Frederick Block was on his way home when he suddenly found himself in the middle of a traffic jam. Block hated traffic jams, and he especially hated them on weekends. He had gone to his office downtown to pick up a carton of eyelets which a factory in Riverhead needed instantly. He had made the delivery himself "When you deal with Block Industries, you get service," he had told his client and had then taken the shortest route he knew from Riverhead to the Calm's Point Bridge, and that route happened to take him through the heart of Isola and the 87th Precinct. And now he was in the middle of a traffic jam, on a Sunday, sweating inside his automobile when he should have been at the beach. Block was a fat man. Not one of those fat men who try to kid themselves by applying euphemistic terms like "stout" or "chubby" to their obesity. He was fat. F-A-T. And being fat, he sweated a great deal. And being a person who sweated fat men, Block knew, never perspired he did not appreciate being locked in a parked car in the middle of Isola on a day like today.

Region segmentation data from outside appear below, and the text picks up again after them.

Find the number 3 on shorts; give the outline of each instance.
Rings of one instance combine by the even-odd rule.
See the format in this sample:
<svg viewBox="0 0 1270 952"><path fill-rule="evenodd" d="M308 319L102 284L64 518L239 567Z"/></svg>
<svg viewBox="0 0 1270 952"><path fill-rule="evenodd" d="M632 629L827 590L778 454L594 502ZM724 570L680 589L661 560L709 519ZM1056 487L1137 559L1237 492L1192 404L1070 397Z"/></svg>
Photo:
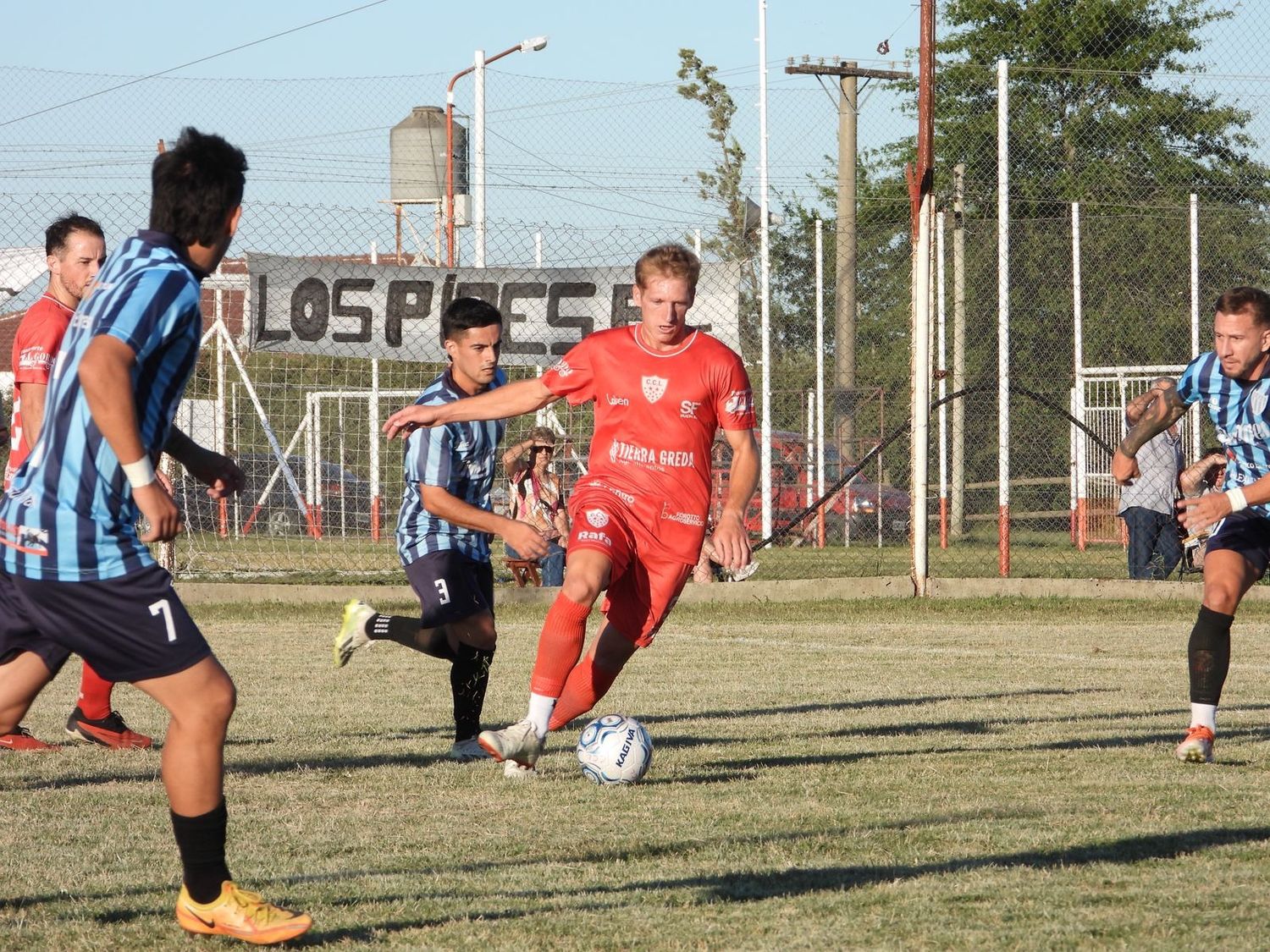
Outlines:
<svg viewBox="0 0 1270 952"><path fill-rule="evenodd" d="M171 605L168 604L166 598L160 598L152 605L150 605L150 614L161 614L163 623L168 626L168 641L177 640L177 626L171 623Z"/></svg>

He bore the heat with tolerant malice for as long as he could. Then he got out of the car and tried to find out just what the hell was causing the tie-up. As far as he could see, there had been no accident. It always annoyed the hell out of Block when there was an accident. In the first place, careful drivers didn't get into accidents. And in the second and more important place, even if the wrecked car itself didn't block the road, traffic always slowed down to a snail's pace because every passing motorist wanted to study the extent of the damage.
Today, there had been no accident. And yet traffic was tied up on the avenue in both directions. Now why? Block wondered. With the instincts of an old bloodhound, he followed the crowd. They all seemed to be heading in the same direction, and he assumed the prime attraction was in that direction. Waddling along, mopping his brow with a big white handkerchief, cursing mildly under his breath, Block made his way up the avenue, and stopped at the luncheonette on the corner. A sailor was sitting at the counter. Block sidled up to him and said, "What's going on, mate?" He had never been in the navy, but he was a born salesman who adapted his speech to fit any and all occasions. "Why can't I get my car through here? What's going on?"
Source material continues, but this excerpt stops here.